Portland Economist: New ODOT Audit "Worse than Useless"

Transportation agency's competence in question as Brown, lawamkers seek big funding package.

Oregon highway (Pixabay)

There's one thing on which Gov. Kate Brown and legislative leaders in both parties agree—they all badly want to pass a transportation-funding package in the 2017 legislative session that opened today.

"Our economy and the safety of our communities cannot wait," Brown said in a statement of her agenda last month.

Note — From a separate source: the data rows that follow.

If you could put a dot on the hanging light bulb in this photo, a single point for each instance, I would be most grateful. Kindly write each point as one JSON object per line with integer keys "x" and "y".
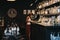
{"x": 11, "y": 0}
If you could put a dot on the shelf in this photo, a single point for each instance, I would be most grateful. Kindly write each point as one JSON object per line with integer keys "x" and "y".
{"x": 46, "y": 4}
{"x": 49, "y": 14}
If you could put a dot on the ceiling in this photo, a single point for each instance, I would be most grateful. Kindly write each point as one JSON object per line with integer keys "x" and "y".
{"x": 22, "y": 4}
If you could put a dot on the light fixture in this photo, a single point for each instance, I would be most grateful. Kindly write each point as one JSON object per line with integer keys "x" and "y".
{"x": 11, "y": 0}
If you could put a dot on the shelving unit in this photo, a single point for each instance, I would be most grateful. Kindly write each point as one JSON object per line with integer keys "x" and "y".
{"x": 50, "y": 16}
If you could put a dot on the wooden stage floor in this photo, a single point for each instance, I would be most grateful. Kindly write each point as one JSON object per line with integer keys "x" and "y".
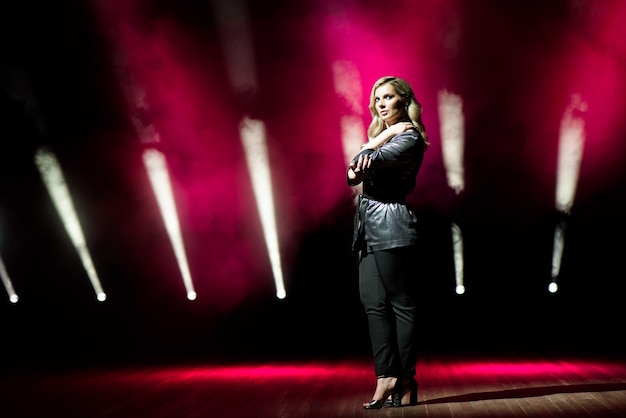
{"x": 450, "y": 386}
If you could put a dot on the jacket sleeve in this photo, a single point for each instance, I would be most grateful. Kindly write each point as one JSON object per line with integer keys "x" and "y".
{"x": 400, "y": 148}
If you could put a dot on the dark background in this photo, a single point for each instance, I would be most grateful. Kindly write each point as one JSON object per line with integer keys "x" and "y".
{"x": 514, "y": 63}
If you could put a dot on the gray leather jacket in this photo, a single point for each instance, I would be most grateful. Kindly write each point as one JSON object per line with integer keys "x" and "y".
{"x": 383, "y": 220}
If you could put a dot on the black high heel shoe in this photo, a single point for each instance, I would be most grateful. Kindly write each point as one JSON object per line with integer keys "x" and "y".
{"x": 402, "y": 388}
{"x": 379, "y": 403}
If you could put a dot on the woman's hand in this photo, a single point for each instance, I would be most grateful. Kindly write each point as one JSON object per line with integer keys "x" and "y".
{"x": 357, "y": 170}
{"x": 387, "y": 134}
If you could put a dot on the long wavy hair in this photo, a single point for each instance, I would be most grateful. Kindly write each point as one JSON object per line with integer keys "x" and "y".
{"x": 412, "y": 106}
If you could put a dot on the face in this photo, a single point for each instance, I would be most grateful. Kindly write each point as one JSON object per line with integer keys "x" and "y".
{"x": 389, "y": 105}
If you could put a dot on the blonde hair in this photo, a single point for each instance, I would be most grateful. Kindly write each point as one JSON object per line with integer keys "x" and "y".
{"x": 412, "y": 106}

But Joe Cortright, a Portland economist who's been a longtime critic of the Oregon Department of Transportation, says a new audit of the agency timed to give lawmakers confidence in its operations is "worse than useless."

In an op-ed piece he penned today for the website Bike Portland, Cortright says a $1 million audit, first reported by the Portland Tribune, failed in numerous ways.

In particular, Cortright says, the audit produced by McKinsey & Co. purports to assess whether ODOT can complete projects on time and on budget—but omits the agency's biggest screw-ups from its analysis.

"This would be rather like the White Star Line reporting the on-time arrivals of its ships traveling between London and New York with a footnote saying "This data doesn't include the indefinitely delayed arrival of RMS Titanic," Cortright writes.

ODOT's effectiveness is important because the agency would be responsible for spending the $400 to $500 million or more lawmakers and Brown hope raise this session.

The Oregon Transportation Commission will meet on Feb. 2 at 10 am for a special meeting to review the audit.